Miyagi took on opponents of all experience levels in the four films (yes, even the fourth film featuring Hilary Swank before Clint euthanized her (Spoiler alert #3)) and beat all comers. He clobbered Cobra Kai singlehandedly. He embarrassed John Kreese without throwing a punch; he only honked his frickin nose. He sacked Sato’s nephew and his henchmen. He snapped a tree stump Sato had been trying to split for some 50 years with one blow, and would have vanquished that flabby Sato in under a minute without making a single facial expression; it’s science. He ran through Mike Barnes, Kreese and Terry Silver in rapid succession. And the most amazing things about all of this is 1) the dude’s on Medicare 2) he’s most likely a closet alcoholic 3) he’s five-foot-nothing, a hundred-and-nothing, and most amazingly of all, 4) NO ONE EVER CONNECTED A PUNCH OR KICK ON HIM!!
Think about it. He blocked or dodged everything thrown at him. Not even the likes of Jack Bauer, Jason Bourne and Neo have ever shown this level of superiority. Jeez, Even Chuck Norris has taken some punches. Not Miyagi. He is flawless.
The only exception is when Sato’s nephew tapped him in the back with a garden hoe. This happened because Miyagi was trying to get that bitch Daniel-san out of harm’s way. You can hardly blame Miyagi for that. Daniel-san tends to drag everyone down to his level, which is probably how he was able to beat Johnny, Dutch, and Lamar from Revenge of the Nerds in the All-Valley Tournament, along with Sato’s nephew and Mike Barnes. Daniel may have been the ultimate overachiever.

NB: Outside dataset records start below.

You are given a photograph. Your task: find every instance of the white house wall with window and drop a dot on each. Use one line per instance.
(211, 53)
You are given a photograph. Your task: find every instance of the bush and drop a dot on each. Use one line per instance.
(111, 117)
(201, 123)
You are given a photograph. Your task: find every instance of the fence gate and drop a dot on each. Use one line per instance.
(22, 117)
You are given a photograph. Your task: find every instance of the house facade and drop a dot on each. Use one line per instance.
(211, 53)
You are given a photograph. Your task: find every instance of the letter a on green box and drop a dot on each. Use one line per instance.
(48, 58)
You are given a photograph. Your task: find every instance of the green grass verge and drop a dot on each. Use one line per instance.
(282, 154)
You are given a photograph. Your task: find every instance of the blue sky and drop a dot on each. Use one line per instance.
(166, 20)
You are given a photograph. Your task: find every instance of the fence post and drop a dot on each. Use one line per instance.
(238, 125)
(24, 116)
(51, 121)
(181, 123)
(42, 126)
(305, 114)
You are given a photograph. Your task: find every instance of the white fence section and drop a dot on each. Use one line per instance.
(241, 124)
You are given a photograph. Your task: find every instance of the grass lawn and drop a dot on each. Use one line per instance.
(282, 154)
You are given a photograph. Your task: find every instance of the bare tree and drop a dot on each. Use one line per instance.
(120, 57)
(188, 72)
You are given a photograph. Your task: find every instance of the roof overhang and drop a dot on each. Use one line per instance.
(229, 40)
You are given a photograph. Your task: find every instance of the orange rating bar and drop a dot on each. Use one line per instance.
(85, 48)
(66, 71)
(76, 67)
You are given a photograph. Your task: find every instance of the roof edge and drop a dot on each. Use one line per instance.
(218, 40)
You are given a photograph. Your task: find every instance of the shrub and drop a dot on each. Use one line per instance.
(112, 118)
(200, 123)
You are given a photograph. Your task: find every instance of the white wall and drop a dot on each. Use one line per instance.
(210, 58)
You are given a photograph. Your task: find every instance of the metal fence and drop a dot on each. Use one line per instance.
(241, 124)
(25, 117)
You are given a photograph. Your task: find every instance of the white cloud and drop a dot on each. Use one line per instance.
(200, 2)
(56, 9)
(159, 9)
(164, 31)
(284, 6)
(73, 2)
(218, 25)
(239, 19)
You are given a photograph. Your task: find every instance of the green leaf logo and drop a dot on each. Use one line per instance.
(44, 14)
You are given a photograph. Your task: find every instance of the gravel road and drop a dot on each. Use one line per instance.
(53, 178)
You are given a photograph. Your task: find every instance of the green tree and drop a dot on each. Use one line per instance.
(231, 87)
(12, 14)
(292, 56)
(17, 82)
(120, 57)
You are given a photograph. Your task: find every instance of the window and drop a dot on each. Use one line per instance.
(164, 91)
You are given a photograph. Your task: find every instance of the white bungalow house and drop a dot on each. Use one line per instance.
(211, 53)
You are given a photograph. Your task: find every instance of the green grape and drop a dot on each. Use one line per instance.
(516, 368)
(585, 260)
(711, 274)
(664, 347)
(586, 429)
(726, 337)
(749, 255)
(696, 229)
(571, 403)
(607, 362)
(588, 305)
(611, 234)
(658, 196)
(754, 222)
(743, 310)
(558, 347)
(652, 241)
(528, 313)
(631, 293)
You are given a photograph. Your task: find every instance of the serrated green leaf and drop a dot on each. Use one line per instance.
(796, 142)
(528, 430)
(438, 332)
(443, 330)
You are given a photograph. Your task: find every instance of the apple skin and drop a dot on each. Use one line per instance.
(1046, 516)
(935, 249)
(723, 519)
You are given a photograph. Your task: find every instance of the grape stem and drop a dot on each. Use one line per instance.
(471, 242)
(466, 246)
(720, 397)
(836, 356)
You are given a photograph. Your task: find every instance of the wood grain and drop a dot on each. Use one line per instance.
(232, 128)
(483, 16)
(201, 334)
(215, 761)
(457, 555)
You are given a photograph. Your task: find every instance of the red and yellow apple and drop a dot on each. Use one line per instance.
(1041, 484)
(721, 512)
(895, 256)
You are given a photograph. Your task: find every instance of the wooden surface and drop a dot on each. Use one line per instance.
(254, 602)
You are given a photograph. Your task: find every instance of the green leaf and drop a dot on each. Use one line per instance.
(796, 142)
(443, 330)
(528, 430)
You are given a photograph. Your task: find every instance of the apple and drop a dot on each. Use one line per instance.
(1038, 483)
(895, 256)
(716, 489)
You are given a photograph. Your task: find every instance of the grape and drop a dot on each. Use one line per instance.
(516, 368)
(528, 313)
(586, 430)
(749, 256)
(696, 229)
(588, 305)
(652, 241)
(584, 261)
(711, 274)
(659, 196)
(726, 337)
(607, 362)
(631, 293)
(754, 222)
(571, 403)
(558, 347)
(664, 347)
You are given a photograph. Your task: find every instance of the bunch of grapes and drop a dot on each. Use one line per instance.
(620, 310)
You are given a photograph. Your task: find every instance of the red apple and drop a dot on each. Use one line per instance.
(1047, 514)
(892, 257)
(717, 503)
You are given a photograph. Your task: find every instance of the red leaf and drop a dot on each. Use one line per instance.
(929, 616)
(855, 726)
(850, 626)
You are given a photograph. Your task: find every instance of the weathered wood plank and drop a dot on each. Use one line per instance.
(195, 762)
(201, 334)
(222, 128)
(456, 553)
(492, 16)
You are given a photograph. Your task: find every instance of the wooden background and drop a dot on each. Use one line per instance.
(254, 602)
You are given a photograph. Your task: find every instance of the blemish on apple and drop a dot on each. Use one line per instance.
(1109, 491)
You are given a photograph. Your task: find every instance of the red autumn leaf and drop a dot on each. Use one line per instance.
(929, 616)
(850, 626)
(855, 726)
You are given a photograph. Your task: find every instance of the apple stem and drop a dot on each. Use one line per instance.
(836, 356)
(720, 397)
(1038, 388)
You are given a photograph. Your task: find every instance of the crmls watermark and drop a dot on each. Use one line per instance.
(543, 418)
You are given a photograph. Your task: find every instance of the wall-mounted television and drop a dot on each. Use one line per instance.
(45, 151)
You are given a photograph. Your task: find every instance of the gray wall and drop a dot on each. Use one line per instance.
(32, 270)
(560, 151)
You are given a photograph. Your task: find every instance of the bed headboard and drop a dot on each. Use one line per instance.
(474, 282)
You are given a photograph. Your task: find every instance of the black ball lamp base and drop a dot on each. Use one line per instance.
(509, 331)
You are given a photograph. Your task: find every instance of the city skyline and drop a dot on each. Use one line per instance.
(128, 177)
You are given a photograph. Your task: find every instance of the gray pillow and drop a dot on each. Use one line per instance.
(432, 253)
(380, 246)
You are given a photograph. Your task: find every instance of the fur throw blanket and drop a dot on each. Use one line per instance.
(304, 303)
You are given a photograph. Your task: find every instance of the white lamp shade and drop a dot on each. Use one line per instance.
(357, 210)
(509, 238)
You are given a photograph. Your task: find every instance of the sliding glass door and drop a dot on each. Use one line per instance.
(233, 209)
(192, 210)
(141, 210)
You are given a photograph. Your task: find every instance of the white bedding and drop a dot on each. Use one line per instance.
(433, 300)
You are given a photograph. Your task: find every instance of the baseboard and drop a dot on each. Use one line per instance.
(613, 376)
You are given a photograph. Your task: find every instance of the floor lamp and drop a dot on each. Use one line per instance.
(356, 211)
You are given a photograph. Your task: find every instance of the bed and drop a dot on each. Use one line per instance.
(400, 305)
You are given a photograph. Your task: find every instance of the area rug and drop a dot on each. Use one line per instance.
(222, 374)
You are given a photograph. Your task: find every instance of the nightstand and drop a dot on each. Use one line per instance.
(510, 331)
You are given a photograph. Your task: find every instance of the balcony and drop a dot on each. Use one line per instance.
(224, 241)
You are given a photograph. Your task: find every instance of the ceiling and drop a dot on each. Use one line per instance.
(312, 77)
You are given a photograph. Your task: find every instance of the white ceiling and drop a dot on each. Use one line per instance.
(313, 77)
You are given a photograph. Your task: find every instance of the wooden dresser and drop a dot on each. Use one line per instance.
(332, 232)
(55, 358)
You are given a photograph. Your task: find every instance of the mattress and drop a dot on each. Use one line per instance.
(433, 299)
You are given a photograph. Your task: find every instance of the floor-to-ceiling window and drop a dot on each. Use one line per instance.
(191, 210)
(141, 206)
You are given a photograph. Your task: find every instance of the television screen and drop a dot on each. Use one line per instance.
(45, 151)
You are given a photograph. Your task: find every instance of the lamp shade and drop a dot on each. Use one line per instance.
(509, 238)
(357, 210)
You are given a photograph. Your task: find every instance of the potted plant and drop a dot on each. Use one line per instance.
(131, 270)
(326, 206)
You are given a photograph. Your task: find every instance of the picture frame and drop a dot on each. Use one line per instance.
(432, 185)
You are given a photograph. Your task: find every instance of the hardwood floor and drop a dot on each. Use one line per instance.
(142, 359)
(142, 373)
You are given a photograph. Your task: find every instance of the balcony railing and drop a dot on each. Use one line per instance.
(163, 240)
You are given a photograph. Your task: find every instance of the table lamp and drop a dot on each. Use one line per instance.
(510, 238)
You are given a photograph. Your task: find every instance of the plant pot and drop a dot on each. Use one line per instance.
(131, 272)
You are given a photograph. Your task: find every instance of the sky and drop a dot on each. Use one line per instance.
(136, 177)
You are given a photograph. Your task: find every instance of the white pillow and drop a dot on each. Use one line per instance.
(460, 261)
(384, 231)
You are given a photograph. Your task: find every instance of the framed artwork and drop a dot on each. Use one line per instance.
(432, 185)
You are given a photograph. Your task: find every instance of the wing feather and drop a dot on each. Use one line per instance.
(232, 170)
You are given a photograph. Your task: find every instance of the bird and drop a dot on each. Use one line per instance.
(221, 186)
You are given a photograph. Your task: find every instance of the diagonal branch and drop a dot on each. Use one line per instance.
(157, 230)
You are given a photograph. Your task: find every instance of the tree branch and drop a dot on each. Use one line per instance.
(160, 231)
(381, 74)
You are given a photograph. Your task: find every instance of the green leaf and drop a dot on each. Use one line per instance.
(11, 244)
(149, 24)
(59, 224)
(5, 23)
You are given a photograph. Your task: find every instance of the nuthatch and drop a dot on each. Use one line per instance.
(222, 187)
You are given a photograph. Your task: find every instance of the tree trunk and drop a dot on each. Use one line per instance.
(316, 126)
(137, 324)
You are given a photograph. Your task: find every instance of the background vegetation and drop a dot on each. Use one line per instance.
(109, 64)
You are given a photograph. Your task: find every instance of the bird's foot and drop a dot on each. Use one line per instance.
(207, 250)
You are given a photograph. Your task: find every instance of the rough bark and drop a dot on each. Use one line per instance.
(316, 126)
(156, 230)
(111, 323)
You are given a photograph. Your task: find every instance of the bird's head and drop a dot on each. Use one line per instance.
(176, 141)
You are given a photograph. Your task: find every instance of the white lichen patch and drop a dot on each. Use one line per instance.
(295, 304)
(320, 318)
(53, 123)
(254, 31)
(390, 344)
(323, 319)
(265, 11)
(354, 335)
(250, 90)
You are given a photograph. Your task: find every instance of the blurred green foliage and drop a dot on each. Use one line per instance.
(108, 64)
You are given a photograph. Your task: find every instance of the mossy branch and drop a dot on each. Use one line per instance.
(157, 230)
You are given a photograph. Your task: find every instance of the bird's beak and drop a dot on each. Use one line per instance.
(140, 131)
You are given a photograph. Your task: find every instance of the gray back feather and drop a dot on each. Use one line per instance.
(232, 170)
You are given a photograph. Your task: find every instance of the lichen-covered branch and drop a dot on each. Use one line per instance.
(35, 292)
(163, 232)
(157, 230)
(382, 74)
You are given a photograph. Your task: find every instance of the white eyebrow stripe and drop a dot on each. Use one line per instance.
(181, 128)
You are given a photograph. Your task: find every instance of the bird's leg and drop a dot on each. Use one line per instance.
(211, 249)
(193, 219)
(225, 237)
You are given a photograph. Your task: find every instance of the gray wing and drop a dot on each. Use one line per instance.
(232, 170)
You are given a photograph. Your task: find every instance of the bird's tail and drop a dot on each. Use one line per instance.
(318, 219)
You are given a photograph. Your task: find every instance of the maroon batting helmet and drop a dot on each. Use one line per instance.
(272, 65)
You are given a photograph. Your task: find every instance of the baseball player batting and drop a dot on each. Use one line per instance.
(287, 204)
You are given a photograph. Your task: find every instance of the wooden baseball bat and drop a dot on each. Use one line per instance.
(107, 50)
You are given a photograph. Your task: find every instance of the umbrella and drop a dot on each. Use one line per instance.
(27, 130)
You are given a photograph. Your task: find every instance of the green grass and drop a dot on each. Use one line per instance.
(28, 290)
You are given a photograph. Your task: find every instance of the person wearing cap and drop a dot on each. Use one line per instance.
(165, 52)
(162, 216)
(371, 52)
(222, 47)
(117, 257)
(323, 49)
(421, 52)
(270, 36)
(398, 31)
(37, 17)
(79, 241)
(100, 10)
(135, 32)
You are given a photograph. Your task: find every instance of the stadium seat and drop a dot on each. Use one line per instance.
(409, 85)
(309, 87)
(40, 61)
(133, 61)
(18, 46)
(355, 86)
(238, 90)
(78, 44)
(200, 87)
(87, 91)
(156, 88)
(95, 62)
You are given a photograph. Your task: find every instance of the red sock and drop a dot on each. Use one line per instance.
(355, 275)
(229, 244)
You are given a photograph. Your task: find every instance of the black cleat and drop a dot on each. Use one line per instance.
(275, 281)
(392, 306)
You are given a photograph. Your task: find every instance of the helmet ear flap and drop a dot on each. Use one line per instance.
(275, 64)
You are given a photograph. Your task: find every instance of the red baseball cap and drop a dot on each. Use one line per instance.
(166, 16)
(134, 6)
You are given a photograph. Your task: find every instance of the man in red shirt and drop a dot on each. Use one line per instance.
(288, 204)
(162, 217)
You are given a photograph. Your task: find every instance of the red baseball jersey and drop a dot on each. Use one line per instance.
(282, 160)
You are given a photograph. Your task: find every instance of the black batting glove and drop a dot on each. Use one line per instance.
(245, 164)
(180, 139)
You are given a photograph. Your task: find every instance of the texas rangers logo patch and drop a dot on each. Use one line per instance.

Not Miyagi. There is nothing about his achievements that were tainted. If anything his achievements are more spectacular because the first time we see Miyagi he is already in his early 60s. He is well past his prime, obviously. He most certainly has slowed down and gotten weaker over the decades. So a scary question to ask is, how good was he when he was in his prime? Can you imagine? If they put Miyagi Prime in the Octagon with Chuck Liddell, the entire Gracie family and Anderson Silva, how long do you give the MMA guys before they are laying on the ground wondering what the hell just happened? Wouldn’t be long, that is for sure. Miyagi would destroy them physically and emotionally.
Miyagi also gets bonus points because he convinced Daniel-san to do yard work and manual labor in the name of karate training. To top it all off Daniel-san actually believes it is real training! Sorry, LaRusso, this was all about Miyagi pimping his house on the cheap.
The only thing that could possibly knock Miyagi down a few pegs is he may or may not be a pederast. There was something Neverland Ranchy about whenever Daniel-San stayed over at Casa de Miyagi. We all felt it. I’ll give him the benefit of the doubt though here.
So there you have it. Miyagi is the winner in a landslide. I hope you liked my choices here. If not, too bad; it’s my list.